Mr Ramanathan, whose team's findings are contained in the current edition of Nature, said: "The conventional thinking is that brown clouds have masked as much as 50 per cent of the global warming by greenhouse gases through so-called global dimming. While this is true globally, this study reveals that over southern and eastern Asia, the soot particles in the brown clouds are intensifying the atmospheric warming trend caused by greenhouse gases by as much as 50 per cent."
In Asia there is widespread concern about the plight of Himalayan glaciers, some of which are retreating at a rate of 15 metres a year. Scientists fear that if they melt entirely, many rivers fed by the glaciers will disappear outside of the Monsoon season.
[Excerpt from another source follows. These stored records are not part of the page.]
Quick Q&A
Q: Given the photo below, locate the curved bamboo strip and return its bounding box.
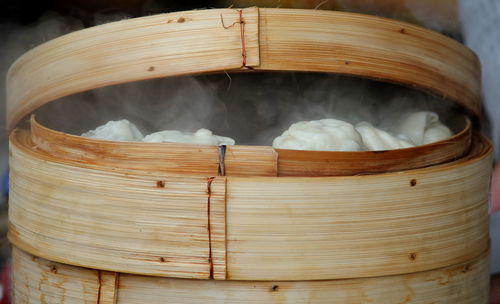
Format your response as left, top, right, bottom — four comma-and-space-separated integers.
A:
9, 130, 491, 280
13, 248, 489, 304
31, 116, 472, 176
7, 8, 480, 129
226, 135, 492, 280
9, 130, 226, 279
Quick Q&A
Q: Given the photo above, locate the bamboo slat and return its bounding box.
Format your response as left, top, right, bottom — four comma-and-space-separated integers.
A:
31, 117, 472, 176
223, 0, 461, 36
9, 130, 225, 278
7, 8, 480, 130
98, 272, 120, 304
9, 126, 491, 280
258, 9, 481, 116
12, 248, 100, 304
276, 119, 472, 176
13, 249, 489, 304
226, 135, 492, 280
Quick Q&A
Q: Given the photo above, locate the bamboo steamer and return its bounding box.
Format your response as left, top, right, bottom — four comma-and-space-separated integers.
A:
12, 248, 489, 304
7, 8, 492, 303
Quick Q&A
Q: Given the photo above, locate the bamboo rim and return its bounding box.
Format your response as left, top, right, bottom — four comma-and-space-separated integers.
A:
30, 116, 472, 176
12, 247, 489, 304
7, 7, 480, 130
9, 130, 492, 280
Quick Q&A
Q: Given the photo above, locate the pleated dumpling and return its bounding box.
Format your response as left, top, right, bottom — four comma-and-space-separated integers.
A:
398, 111, 453, 146
273, 119, 363, 151
356, 122, 413, 151
82, 119, 143, 141
143, 129, 235, 146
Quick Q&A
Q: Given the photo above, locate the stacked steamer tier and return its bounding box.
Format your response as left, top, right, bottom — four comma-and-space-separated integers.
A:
8, 8, 491, 304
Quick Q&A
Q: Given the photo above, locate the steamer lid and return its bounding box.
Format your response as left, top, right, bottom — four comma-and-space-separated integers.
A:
7, 7, 481, 130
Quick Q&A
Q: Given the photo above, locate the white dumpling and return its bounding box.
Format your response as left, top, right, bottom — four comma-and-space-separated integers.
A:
82, 119, 143, 141
398, 111, 453, 145
273, 119, 363, 151
356, 122, 413, 151
142, 129, 235, 146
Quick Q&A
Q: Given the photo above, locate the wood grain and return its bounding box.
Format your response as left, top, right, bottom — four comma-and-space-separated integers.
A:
7, 8, 481, 130
226, 135, 492, 280
276, 117, 472, 176
30, 117, 472, 176
13, 249, 489, 304
7, 8, 259, 128
12, 248, 99, 304
258, 8, 481, 116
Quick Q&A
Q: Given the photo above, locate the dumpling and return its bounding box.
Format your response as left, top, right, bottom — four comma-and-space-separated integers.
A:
142, 129, 235, 146
398, 111, 453, 146
273, 119, 363, 151
82, 119, 144, 141
356, 122, 413, 151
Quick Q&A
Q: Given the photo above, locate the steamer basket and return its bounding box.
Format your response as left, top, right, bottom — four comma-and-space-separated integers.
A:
7, 8, 492, 303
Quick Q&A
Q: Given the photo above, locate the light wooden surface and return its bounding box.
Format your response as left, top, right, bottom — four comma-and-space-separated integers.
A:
31, 113, 472, 176
13, 248, 489, 304
226, 135, 492, 280
218, 0, 461, 36
7, 8, 480, 130
9, 129, 491, 280
9, 130, 225, 279
12, 248, 100, 304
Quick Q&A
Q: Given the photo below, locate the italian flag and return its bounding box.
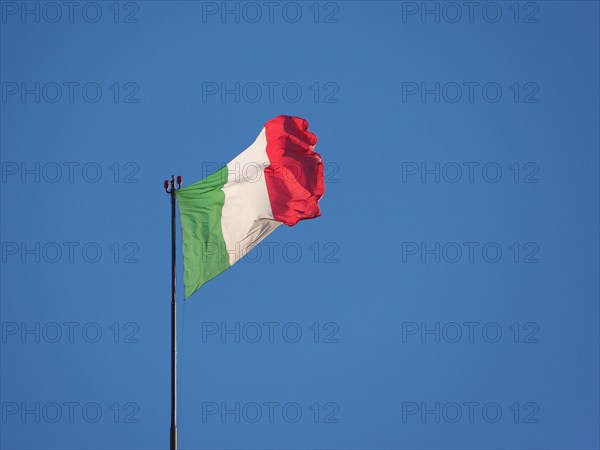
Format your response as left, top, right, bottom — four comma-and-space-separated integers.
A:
176, 116, 325, 298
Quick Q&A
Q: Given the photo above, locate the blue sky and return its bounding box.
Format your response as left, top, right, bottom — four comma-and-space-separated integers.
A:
0, 1, 600, 449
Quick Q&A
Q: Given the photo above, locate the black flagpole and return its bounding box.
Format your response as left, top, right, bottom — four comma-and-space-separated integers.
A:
165, 176, 181, 450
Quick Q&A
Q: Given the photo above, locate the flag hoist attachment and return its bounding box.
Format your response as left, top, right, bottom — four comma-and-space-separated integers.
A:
164, 176, 182, 450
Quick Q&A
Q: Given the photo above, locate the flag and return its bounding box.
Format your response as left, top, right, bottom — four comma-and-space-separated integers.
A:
176, 116, 325, 298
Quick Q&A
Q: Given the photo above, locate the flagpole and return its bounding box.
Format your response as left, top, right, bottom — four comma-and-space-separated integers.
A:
165, 176, 181, 450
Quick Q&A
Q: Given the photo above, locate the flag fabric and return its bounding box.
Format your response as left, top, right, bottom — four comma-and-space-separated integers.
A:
176, 116, 325, 298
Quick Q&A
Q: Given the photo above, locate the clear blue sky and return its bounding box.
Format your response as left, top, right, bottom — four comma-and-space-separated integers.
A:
0, 1, 600, 449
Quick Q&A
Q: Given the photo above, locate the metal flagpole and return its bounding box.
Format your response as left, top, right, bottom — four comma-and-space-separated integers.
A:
164, 176, 181, 450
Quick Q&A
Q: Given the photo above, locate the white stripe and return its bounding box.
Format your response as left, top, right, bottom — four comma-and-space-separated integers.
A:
221, 128, 281, 266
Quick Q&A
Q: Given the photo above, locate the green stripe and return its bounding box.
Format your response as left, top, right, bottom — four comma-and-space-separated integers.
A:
176, 166, 229, 298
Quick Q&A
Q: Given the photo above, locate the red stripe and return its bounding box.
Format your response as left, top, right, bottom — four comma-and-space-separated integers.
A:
265, 116, 325, 226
Billions of people in Asia rely on water from rivers such as the Yangtze, the Ganges and the Indus.
Mr Ramanathan is working on a project in the foothills of the Himalayas to find alternatives to wood-burning stoves for more than 1,000 families. "If the pollution increases, the glacier retreat will be much worse than projected," he and his colleagues wrote. "It now depends on what energy path India, China and Asia take. The rapid melting of these glaciers, the third-largest ice mass on the planet, if it becomes widespread and continues for several more decades, will have unprecedented downstream effects on southern and eastern Asia."
Professor Syed Iqbal Hasnain, a glacier expert at the Centre For Policy Research in Delhi told the Associated Press that the brown clouds could be a factor in the melting of the glaciers. But he said more research was needed to understand the background to what was happening.
Achim Steiner, executive director of the United Nations Environment Programme that helped fund the project, said: "It is likely that in curbing greenhouse gases we can tackle the twin challenges of climate change and brown clouds and, in doing so, reap wider benefits, from reduced air pollution to improved agriculture yields."